McLuckie introduced new monitoring and oversight components, such as Tanzu Mission Control, as presenting a workload-centered view of the application lifecycle in progress, as applications are being built for the mixed infrastructure models that will eventually host them. Each workload has a kind of ROI metric, he explained, enabling users to compare the cost of maintaining older workloads to the cost of building and deploying new ones. “A consistent view across these two worlds,” he believes, may enable an operator to project those costs relative to one another well in advance.
Cloud Foundation 4 will be based on what VMware now calls Tanzu Kubernetes Grid, at the core of which is the company’s own Kubernetes distribution. It also contains the APIs necessary to provision additional clusters on AWS, merging Amazon’s infrastructure with enterprises’ own. The Kubernetes capabilities in vSphere 7 will only be available to users of Cloud Foundation 4 with Tanzu.
Separate But Equal?
As Tanzu becomes more prevalent, will it become feasible for enterprises to deploy workloads under development, workloads being tested, and production-ready workloads in the same clusters using tagging features already enabled in Kubernetes and the microsegmentation architecture VMware has already pioneered?

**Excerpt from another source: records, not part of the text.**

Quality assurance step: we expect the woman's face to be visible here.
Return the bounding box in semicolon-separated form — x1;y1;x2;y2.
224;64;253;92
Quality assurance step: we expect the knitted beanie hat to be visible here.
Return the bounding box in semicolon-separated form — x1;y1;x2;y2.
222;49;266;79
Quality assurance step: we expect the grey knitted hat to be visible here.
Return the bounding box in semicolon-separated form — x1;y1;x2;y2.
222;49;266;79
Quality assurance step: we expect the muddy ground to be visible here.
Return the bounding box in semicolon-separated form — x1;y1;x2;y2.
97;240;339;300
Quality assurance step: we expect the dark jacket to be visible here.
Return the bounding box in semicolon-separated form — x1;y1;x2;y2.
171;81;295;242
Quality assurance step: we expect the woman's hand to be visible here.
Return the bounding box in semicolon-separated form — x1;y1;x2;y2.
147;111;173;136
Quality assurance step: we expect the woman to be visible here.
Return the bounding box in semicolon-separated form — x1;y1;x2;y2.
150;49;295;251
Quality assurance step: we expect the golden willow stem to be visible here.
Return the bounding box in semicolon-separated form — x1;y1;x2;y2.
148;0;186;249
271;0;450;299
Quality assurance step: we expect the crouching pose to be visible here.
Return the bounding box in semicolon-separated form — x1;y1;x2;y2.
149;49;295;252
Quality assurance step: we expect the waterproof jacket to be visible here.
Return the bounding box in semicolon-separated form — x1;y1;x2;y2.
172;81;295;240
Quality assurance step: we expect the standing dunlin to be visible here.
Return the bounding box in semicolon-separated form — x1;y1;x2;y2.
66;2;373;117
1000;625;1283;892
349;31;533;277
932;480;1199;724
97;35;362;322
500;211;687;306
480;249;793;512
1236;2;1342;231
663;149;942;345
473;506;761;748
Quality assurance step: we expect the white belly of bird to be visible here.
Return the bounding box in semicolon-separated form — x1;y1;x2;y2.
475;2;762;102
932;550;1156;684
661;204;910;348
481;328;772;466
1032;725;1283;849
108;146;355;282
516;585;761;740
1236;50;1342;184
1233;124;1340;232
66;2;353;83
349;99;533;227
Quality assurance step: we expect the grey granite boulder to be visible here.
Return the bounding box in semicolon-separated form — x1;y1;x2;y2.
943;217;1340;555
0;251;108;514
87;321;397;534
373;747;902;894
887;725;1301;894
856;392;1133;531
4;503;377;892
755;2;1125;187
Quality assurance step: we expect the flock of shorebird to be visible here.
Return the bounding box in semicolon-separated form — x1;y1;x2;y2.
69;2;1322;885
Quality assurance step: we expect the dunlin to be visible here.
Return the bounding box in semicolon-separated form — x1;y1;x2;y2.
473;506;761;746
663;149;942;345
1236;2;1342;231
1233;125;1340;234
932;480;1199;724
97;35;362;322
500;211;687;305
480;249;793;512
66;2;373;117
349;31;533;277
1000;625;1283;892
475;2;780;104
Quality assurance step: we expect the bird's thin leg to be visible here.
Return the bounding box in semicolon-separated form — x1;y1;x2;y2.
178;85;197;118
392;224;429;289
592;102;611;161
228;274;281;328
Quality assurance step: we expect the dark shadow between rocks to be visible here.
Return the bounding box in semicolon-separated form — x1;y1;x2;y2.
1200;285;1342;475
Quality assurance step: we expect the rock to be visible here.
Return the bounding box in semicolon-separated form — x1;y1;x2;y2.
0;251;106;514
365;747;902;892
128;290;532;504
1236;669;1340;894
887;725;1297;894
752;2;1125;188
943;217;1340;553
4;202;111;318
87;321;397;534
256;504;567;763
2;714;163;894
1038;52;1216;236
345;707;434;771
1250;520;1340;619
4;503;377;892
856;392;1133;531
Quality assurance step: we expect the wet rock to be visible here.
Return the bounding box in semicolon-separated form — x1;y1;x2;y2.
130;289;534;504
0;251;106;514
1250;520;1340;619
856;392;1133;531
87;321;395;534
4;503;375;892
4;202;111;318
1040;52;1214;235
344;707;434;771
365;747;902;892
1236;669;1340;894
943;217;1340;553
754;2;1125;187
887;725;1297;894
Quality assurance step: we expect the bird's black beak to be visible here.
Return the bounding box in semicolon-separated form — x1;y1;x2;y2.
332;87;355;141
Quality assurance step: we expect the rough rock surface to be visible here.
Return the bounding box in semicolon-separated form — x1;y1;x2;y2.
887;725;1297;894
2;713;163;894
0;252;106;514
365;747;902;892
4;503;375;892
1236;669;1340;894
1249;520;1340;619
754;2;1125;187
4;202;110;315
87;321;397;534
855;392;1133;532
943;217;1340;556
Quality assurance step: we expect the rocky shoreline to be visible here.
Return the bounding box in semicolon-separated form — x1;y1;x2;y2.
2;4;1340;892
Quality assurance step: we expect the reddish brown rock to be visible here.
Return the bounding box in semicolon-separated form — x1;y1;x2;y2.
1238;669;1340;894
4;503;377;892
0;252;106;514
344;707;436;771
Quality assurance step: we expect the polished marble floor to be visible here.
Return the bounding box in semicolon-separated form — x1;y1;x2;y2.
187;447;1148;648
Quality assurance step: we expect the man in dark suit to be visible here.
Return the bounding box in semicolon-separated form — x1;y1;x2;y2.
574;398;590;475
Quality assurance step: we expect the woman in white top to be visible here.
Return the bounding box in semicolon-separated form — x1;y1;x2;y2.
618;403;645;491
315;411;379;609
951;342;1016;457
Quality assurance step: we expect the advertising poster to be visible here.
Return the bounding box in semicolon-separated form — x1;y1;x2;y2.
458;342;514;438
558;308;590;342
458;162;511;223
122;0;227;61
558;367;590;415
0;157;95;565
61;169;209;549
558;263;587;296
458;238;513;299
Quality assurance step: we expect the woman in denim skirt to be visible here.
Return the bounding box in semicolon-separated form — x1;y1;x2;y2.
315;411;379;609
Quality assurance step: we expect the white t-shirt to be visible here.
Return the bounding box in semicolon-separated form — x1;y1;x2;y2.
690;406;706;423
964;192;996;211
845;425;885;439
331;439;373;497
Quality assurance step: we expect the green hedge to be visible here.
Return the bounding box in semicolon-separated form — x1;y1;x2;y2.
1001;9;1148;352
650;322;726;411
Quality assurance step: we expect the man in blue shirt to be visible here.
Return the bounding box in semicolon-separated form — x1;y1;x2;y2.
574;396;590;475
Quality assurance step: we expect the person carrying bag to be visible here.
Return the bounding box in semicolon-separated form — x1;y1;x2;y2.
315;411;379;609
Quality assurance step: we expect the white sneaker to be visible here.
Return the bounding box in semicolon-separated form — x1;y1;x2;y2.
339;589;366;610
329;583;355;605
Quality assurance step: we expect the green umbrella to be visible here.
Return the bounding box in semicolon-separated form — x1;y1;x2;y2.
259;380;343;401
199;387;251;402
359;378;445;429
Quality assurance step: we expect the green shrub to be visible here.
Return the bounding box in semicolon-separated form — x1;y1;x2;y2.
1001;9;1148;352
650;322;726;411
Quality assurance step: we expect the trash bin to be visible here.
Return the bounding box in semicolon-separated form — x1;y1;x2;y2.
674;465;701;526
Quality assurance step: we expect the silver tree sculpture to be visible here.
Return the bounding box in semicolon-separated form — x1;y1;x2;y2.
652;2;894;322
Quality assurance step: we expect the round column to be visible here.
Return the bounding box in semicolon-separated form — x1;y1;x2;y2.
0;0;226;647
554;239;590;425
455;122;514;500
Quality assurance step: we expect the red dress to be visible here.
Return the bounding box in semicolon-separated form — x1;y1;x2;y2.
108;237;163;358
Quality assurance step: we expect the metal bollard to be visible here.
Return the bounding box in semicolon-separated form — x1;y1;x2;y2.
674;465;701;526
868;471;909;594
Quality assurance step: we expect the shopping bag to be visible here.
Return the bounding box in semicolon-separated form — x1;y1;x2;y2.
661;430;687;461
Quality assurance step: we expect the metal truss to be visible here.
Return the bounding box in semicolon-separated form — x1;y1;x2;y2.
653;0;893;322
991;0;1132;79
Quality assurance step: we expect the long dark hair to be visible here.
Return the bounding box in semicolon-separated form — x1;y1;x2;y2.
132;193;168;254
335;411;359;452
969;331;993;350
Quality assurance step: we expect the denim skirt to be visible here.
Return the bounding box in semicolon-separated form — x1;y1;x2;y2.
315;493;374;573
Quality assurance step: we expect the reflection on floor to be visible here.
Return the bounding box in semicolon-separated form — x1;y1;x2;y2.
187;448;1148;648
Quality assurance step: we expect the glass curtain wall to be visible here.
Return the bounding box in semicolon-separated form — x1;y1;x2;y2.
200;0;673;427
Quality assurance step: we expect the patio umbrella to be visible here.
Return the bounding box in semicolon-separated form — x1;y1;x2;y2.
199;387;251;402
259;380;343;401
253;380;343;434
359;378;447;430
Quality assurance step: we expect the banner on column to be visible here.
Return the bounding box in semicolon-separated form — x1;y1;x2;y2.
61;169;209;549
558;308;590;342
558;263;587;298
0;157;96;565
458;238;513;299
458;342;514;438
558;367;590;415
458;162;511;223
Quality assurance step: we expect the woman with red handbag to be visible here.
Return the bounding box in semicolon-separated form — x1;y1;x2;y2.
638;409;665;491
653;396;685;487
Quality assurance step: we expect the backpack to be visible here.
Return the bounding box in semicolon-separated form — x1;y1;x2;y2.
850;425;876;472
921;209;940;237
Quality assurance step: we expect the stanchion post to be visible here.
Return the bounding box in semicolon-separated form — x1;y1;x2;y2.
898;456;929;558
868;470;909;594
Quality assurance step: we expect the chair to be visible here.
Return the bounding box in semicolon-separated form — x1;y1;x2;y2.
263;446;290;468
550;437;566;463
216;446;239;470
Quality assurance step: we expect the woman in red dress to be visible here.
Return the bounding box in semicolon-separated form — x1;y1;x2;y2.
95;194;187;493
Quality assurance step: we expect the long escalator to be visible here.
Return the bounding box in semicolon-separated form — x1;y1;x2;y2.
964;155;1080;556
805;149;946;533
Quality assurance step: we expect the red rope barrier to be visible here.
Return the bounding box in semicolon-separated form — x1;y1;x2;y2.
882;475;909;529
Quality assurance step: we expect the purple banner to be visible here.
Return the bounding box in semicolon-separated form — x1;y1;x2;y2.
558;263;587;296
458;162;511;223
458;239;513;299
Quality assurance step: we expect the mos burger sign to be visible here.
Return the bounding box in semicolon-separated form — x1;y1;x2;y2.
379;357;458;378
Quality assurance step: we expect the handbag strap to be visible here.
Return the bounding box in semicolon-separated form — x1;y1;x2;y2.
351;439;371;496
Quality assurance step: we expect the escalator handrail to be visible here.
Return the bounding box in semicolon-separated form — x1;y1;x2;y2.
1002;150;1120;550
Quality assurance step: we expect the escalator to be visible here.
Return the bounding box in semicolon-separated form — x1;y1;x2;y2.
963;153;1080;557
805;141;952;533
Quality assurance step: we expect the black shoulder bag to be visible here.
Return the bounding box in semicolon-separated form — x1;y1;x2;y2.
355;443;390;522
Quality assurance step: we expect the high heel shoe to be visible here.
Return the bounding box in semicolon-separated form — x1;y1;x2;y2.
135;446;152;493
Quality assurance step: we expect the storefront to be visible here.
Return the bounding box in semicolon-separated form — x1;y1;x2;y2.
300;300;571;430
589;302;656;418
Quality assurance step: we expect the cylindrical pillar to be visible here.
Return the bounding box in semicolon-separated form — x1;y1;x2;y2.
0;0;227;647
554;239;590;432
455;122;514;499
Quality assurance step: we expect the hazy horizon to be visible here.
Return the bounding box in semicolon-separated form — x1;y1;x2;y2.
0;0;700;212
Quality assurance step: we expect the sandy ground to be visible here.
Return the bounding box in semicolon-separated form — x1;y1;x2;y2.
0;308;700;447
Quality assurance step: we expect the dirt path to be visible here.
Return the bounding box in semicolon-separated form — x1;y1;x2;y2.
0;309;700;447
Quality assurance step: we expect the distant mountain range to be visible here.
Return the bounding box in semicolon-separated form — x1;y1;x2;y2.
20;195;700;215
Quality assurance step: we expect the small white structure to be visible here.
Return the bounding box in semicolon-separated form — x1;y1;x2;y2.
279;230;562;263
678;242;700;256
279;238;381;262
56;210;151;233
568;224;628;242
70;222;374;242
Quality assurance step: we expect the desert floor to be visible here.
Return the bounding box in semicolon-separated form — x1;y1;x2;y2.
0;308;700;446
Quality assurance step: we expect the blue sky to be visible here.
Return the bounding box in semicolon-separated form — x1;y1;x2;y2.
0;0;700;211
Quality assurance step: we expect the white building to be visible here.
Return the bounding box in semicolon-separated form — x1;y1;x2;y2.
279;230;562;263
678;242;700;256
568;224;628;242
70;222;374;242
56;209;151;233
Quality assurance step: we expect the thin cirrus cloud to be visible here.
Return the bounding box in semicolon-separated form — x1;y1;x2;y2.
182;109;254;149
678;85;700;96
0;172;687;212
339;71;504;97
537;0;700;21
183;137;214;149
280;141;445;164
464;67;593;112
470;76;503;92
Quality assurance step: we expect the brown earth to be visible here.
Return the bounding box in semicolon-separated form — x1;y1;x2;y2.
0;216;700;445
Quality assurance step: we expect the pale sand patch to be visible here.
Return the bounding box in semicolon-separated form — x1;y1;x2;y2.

“The straight answer is, absolutely, yes,” responded Colbert. “We do see some customers, for instance, running Kubernetes on bare metal in their data centers. And as you might imagine, we see a lot of the same problems that we saw with traditional workloads running on bare metal, before the advent of computing virtualization: low utilization rates, a lot of ‘siloing,’ this sort of stuff.
“Our vision is that we want to have a single underlying infrastructure platform that can support all these different workloads in different environments: maybe one for dev/test, one for production, one for staging.”
“As we work with enterprise organizations,” added McLuckie, “there’s an ideal state where they look at Kubernetes as being this data center operating system where you can stitch together a broad pool of resources and rely on Kubernetes to schedule across them. The challenge that most enterprise organizations encounter is when that ideal meets the security team, or when it meets the constraints of the network team.”
A bank’s production environment, for example, may have among the most severe restrictions for workload performance, he said. Underdeveloped apps simply cannot share the space with mature ones for reasons that are deeply embedded in banks’ security controls.
“We could theoretically evolve Kubernetes to a point where it has sufficient microsegmentation at the networking layer, the requirements to meet the rigorous needs of enterprise organizations,” McLuckie told Data Center Knowledge. “But frankly, as a community we’re just not there yet.”
Maybe this ideal will become an inspirational organizing principle at some future date, he said. But Kubernetes’ current flexibility is such that “siloing” and isolation, for security purposes, ends up being actively encouraged.
“It’s unfortunate, because it does mean that you don’t necessarily get as much resource efficiencies on physical infrastructure,” McLuckie said. “But the good news is that virtualization still solves those problems. Virtualization does give you the security and the resource isolation capabilities that Kubernetes can’t offer just yet. We’re working towards a vision where that is possible.”
Expected availability, according to VMware: VMware Tanzu Application Catalog, VMware Tanzu Kubernetes Grid, and VMware Tanzu Mission Control are all available today. VMware Cloud Foundation 4 and VMware vSphere 7 are all expected to become available by May 1.